Required Texts: Vijay Mishra, Bollywood Cinema: Temples of Desire (Routledge); Jerry Pinto, The Greatest Show on Earth: Writings on Bollywood (Penguin)
Elective
LAS E395-01
HITCHCOCK FILMS: THE POLITICAL UNCONSCIOUS OF THE PUBLIC SPHERE
SECTION DESCRIPTION
Alfred Hitchcock famously revealed that he looked not for a story to tell but a visual problem to solve. With a career that spanned silent to sound, black-and-white to color and film to television, Hitchcock mastered all time-arts media while consistently focused on representing our manias, monsters, and madness. He was a sly cultural commentator of his milieu, filming the first serial killer movie, the first natural disaster flick, and the first psychological thrillers. As a result, his films provide a basic education in filmmaking as well as critical analyses of popular social context. This course attempts to cover the breath of Hitchcock's oeuvre focusing on both his masterful cinematic techniques and his jaundiced analyses of modern society. In addition to Hitchcock's films and television productions, we will read Hitchcock's own comments on filmmaking, significant popular socio-historical texts and film theory. We will also look to recent international revisions of Hitchcock by Jordan Peele, Pedro Almod≤var, Lou Ye, Yim Ho and others. Regular papers will synthesize all required texts to master the Master.
Elective
LAS E409-01
TEXT AND THE MOVING IMAGE: AN INTERDISCIPLINARY WORKSHOP
SECTION DESCRIPTION
Our explorations in this interdisciplinary workshop will center around the interplay of image and text, particularly in film and video. We will tend to the space between words, between images, the movements from one to another, what’s alive in the cracks. How might poetic devices translate to film? How might film theory inspire our writing? What are the myriad ways text, voice and image can layer and entwine?
This workshop is for students interested in practices that live and migrate between moving images and language art. Together we will consider essay films, cinepoetry, video art, installation and live performance. Class time will include screenings, discussions of texts by artists, poets and film theorists, and open-ended prompts for individual and collaborative experiments.
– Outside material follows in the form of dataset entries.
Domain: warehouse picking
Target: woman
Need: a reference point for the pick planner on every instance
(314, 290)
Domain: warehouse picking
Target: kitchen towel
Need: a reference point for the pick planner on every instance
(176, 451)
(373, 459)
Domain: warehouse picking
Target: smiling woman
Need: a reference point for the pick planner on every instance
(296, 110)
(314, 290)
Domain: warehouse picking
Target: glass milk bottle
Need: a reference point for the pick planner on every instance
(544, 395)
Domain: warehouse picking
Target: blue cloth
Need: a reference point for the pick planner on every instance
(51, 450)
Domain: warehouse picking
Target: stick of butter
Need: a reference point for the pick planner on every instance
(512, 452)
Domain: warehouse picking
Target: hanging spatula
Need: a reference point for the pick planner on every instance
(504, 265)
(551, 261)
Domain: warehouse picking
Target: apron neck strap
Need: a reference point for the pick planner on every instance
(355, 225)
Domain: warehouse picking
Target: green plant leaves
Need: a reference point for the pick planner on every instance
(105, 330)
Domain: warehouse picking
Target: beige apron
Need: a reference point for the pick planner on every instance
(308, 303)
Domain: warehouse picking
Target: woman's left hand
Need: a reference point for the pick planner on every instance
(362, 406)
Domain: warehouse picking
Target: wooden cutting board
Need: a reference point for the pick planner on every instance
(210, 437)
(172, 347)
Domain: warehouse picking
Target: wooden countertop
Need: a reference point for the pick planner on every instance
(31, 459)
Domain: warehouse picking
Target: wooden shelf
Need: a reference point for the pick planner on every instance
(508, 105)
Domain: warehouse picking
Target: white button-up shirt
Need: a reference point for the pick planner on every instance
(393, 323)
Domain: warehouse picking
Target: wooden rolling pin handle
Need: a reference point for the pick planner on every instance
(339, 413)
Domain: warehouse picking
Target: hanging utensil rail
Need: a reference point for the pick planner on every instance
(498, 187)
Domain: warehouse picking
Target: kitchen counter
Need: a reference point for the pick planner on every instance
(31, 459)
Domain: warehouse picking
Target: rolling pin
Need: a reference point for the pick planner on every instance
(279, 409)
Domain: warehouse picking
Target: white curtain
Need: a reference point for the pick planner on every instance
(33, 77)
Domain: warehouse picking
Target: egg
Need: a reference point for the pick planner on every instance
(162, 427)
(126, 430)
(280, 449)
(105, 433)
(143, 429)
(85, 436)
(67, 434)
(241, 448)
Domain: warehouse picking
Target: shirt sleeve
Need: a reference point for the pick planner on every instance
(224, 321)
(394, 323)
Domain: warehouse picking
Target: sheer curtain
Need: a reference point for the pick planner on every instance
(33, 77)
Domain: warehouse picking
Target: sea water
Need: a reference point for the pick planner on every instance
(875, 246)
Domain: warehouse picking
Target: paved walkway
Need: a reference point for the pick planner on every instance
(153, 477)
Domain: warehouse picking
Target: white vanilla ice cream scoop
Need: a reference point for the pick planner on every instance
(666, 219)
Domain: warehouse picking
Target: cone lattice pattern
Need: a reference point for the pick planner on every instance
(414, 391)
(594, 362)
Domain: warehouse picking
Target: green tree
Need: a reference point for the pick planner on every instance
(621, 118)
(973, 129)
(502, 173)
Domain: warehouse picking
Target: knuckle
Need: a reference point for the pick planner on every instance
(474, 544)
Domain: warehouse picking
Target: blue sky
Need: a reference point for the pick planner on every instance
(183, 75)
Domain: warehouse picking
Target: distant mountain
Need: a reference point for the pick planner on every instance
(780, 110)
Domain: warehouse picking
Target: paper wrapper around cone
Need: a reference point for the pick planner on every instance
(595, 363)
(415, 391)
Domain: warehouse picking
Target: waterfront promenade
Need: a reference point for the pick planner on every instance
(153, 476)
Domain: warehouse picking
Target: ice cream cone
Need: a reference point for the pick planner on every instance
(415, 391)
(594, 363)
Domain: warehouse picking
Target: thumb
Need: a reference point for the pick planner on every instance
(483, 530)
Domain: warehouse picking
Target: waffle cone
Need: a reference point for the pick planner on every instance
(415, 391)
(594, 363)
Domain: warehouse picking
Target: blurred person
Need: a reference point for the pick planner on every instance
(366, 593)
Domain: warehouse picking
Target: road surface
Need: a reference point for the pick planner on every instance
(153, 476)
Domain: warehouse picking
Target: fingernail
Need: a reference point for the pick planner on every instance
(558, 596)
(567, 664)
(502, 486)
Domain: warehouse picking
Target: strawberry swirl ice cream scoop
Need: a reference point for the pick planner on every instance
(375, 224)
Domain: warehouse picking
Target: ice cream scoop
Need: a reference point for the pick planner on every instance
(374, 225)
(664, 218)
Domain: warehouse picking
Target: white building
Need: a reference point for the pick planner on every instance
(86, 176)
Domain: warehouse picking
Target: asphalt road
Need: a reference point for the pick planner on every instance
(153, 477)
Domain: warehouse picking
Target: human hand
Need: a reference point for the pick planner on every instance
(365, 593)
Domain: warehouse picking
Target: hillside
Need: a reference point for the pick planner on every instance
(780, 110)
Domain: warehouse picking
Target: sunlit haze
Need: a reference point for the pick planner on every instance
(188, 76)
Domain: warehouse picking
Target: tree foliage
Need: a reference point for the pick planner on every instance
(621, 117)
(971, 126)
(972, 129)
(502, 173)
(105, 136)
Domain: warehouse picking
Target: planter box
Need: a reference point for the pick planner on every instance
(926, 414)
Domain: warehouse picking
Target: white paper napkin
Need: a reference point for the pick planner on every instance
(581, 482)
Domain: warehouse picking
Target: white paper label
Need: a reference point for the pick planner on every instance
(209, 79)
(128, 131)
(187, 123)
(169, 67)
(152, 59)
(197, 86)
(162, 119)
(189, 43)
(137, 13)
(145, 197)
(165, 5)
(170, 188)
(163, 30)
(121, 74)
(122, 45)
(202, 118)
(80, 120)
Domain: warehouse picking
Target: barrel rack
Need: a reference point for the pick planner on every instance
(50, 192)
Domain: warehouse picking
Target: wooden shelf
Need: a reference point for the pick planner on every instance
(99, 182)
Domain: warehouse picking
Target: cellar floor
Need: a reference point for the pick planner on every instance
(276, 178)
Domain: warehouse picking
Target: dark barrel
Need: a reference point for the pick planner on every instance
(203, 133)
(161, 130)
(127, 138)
No prior experience is necessary, only a desire to engage deeply with films and writing, experiment with new forms and media, and create in thoughtful community.
Elective
LAS E411-01
BEGINNING POETRY WRITING WORKSHOP
SECTION DESCRIPTION
The Beginning Poetry Workshop is an elective course introducing students to the art of poetry writing. The course sequentially addresses major commitments of poetry including form/content, sound, line, voice, image, language(s), tradition/convention, experiment, audience, revision, performance, collection, publication, and distribution. Workshop is the heart of the course, animating the practice, discourse, critique, audience, community, and mentorship vital to poets. Every class will also include close reading, discussion of assigned texts, and writing. We will attend public readings, curate and participate in community readings, and welcome poets to our class, when possible. Work can be developed in a range of styles, traditions, and languages. You will leave this class with a collection of workshopped and revised poems, which you will design, self-publish, and distribute in print and/or digital form.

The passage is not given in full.